Routes are available under stable `/api/v1/*` paths. Discovery, authoring
assistance, execution, and segments make up the v1 surface of 16 routes —
the full list with request and response shapes is documented in
[QUERY_API.md](docs/QUERY_API.md#http-routes). Stability policy: from 0.1.0
on, `/api/v1` routes are append-only — removing a route or breaking a
request/response shape requires a new `/api/v2` prefix, even before 1.0.

Example:

```bash
curl -s -X POST http://127.0.0.1:8081/api/v1/query \
  -H 'Content-Type: application/json' \
  -d '{
    "query": {
      "select": [
        { "expression": { "measure": "measure.jaffle.revenue_usd" }, "as": "revenue_usd" }
      ],
      "group_by": ["dimension.jaffle_store_name"],
      "time": { "temporal_role": "temporal_role.jaffle_order_time", "grain": "month" },
      "limit": 5
    }
  }'
```

## Active Scope

- The only supported runtime is `semantic_rails`.
- The only supported tests are in `tests/semantic_rails`.
- The active authored package is [configs/semantic_rails/jaffle_shop](configs/semantic_rails/jaffle_shop), the canonical proof package for release-quality metadata, examples, and package-local primitive tests.
- See [CONTRIBUTING.md](CONTRIBUTING.md) for the active package, metadata, compiler, and fixture paths.

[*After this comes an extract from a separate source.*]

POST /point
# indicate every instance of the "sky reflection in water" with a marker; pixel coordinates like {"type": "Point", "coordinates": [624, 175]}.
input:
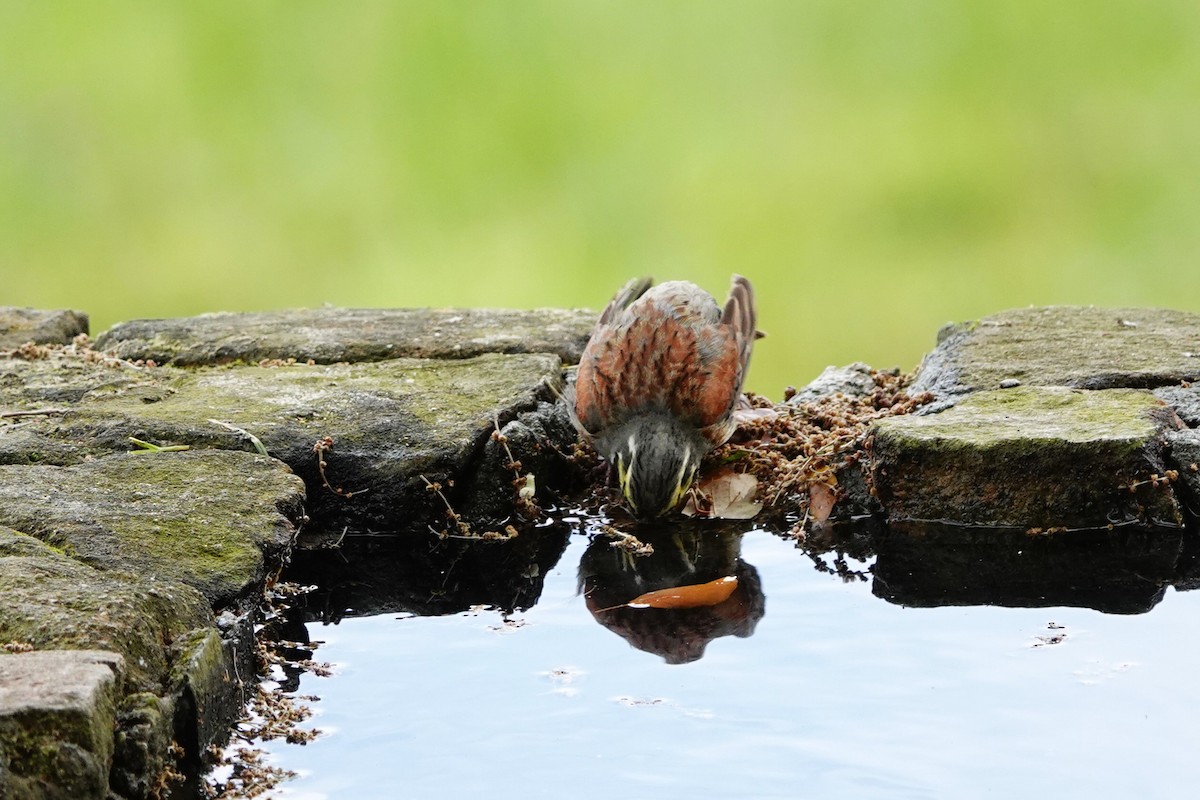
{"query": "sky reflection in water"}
{"type": "Point", "coordinates": [837, 695]}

Support tiers, stated plainly: the DuckDB runtime, MCP stdio server, and CLI are the
supported core — they run in CI on every change. The MetricFlow translator
([mf2sr/](mf2sr/), behind `semantic-rails import`) ships in the wheel and its tests run in
every gate, but its surface is younger than the core's. Snowflake execution (Snow CLI and
native connector) has dialect-level unit coverage but live execution is exercised manually,
not in CI. The hosted demo is best-effort. This is currently a single-maintainer project;
support is best-effort via [SUPPORT.md](SUPPORT.md).

## Current Boundaries

- Unsupported mixed-grain paths fail fast with `MIXED_GRAIN_INVALID` or `REWRITE_NOT_SUPPORTED`.
- Alias resolution returns stable IDs and ambiguity candidates.
- `build-options` is the primary builder API; `valid-values` searches categorical values for selected dimensions.
- Supported event-pair conversion metrics execute for the governed event-count model, including same-store variants.
- The `explain` payload returned by `compile` includes alias resolution, chosen paths, rewrite steps, logical plan, SQL AST, and rendered SQL.
- Shipped package configs use `expr` AST nodes for measure definitions.

## Relation-Pipeline Claim Boundary

Authored `relation:` pipelines are a compile-time primitive — they let authors
declare `json_explode`, `date_spine`, `anti_join`, and similar steps that lower into reviewed
SQL CTEs. There is no runtime SQL pipeline endpoint, no arbitrary CTE compiler, and no
transformation orchestrator. Shipped capabilities are the evidence-backed surface: package
models with `relation` metadata, graph entities, semantic joins, measures, metrics,
`metric_predicate`, supported conversion metrics, segments, Query IR, validation, compile,
explain (which surfaces `chosen_paths`, `candidates`, and `relationship_contract`), and
execution.

Semantic Rails is not a general ELT tool, transformation orchestrator, arbitrary CTE
pipeline compiler, managed materialization service, or unrestricted nested-predicate planner —
if you need those, pair it with the tools that do them well.

## License

This repository is open source under the Apache License 2.0. See [LICENSE](LICENSE) for the canonical
terms, [SUPPORT.md](SUPPORT.md) for community support channels, and
[SECURITY.md](SECURITY.md) for vulnerability reporting.